At the end of February, ridership on intercity bus routes nationwide was estimated at 60% over pre-pandemic figures, according to a recent report by the Chaddick Institute for Metropolitan Development, an urban transport think tank.

“Commercial intercity bus lines have been through hell in a handcart because of the pandemic,” said Joseph Schwieterman, a professor at DePaul University’s School of Public Service in Chicago and director of the Chaddick Institute. “Morale plummeted. The equipment remained inactive. Employees turned to other jobs. It was a very difficult period.

“Now it’s a catch-up game, if they’re still there,” he added. “Many are significantly reduced and struggling to ramp up.”

Bus companies are also facing a major shortage of bus drivers, as many unemployed drivers have been transferred to other jobs, such as trucking, during the pandemic.

“In our industry, the driver shortage situation is almost as bad as the pandemic,” Pantuso said.

The number of coach drivers nationwide fell by around 62% between February 2020 and December 2021, according to the Pantuso association.

Unlike private intercity and charter bus companies, most state-funded rural bus services have fared somewhat better during the pandemic, Schwieterman said. These routes in rural communities have largely been preserved because the companies that run them receive funding from state governments and the US Department of Transportation, he added.

Many intercity and charter bus companies have managed to stay afloat with the help they have received from Congress. Some were counting on money from the federal Paycheck Protection Program to help keep employees employed, at least for a while. And in late 2020, as part of its pandemic relief bill, Congress approved a $2 billion grant program for coach, school bus and passenger ship operators. The bus industry got $1 billion.
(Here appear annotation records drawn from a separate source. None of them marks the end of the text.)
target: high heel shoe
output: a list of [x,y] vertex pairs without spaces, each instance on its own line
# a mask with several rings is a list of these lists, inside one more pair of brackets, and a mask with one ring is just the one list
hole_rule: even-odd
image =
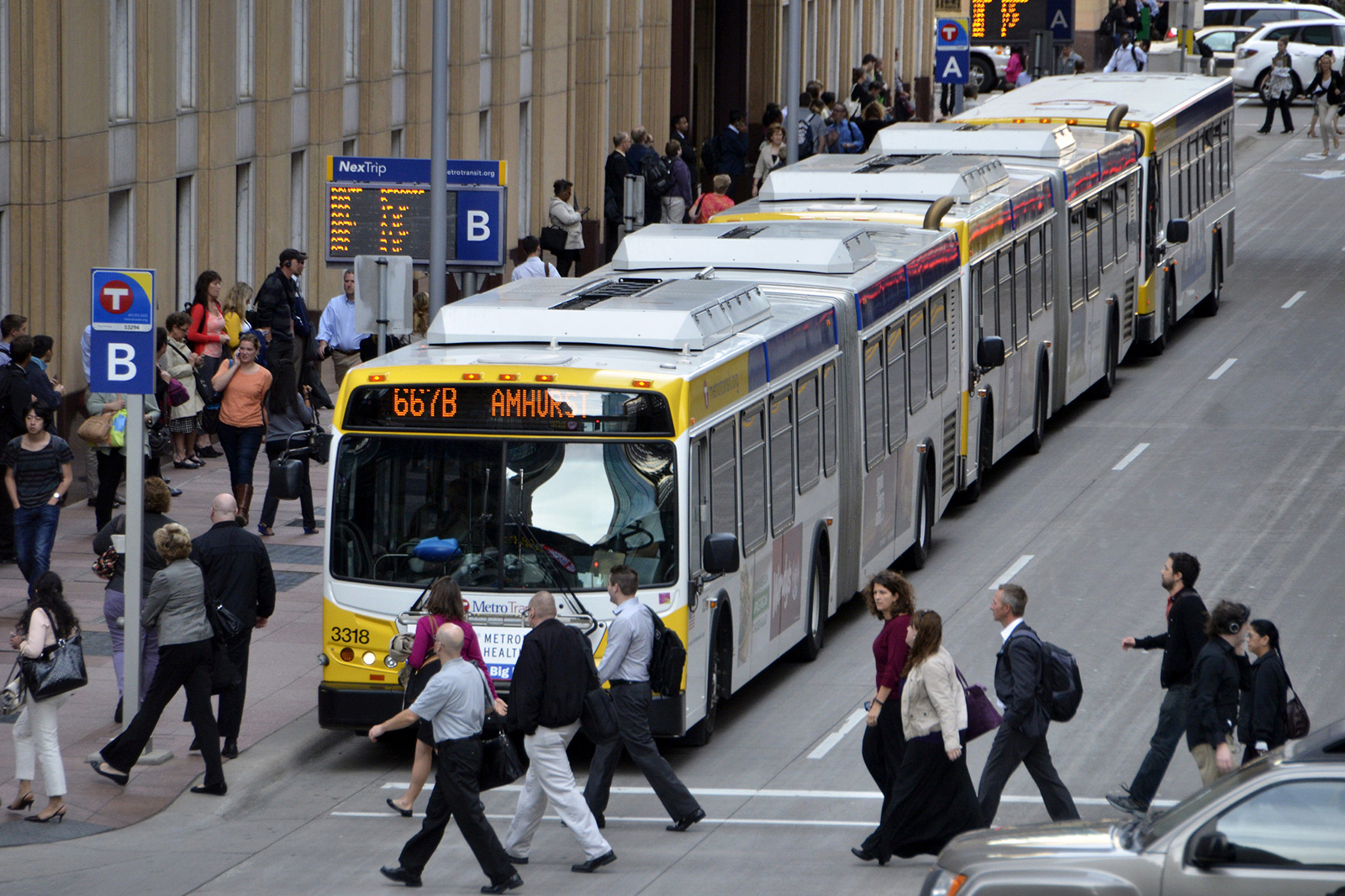
[[24,815],[23,817],[23,821],[35,821],[39,825],[46,825],[48,821],[62,822],[65,819],[66,819],[66,807],[65,806],[62,806],[56,811],[51,813],[46,818],[42,817],[42,813],[38,813],[36,815]]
“We were grateful to get anything at that time,” Pantuso said. “For some companies, it was a slim lifeline.”

But that was not enough, he added. His association hopes Congress will authorize an additional $2 billion for the three industries through an amendment added to a larger COVID-19 relief bill by U.S. senses Ben Cardin, a Democrat from Maryland, and Roger Wicker, a Republican from Mississippi. The bill is under consideration in the Senate.

Meanwhile, Pantuso said the recovery has been quite slow. He doesn’t see his industry returning until late 2023 or early 2024.

“With gasoline at $4 a gallon, you would expect the industry to explode,” he said. “We don’t see that happening. People just don’t ride that much.

Schwieterman said he believes intercity bus ridership will continue to grow this summer and expects it to reach 80% of pre-pandemic levels in 2023, spurred by soaring gasoline prices motorists are at confronted.

As for suburban bus lines, particularly those involving long distance, that’s another story.

“The daily commuting market may never fully return. This market is constantly changing,” he said, noting that he hopes it will eventually reach three-quarters of pre-pandemic levels within the next few years.

For Rochester City Lines, charter business has gradually returned over the past eight months, Holter said. But commuter service, which was suspended in April 2020, is unlikely to return.

The small business, which was started by his grandparents in 1966, was able to stay in business during the pandemic, Holter said, because lenders were generous in deferring payments on business loans and thanks to federal aid programs.

“These programs are the reason the doors are always open,” he said. “It was a brutal thing to go through.”

And while the company expands its charter business, total revenue is still down about 50% from pre-pandemic numbers, according to Holter.

He said the company was still getting inquiries from former passengers asking if commuter service would return.

“I’m sorry to say that there are enough changes that it’s really difficult to get the service back on the road,” he said.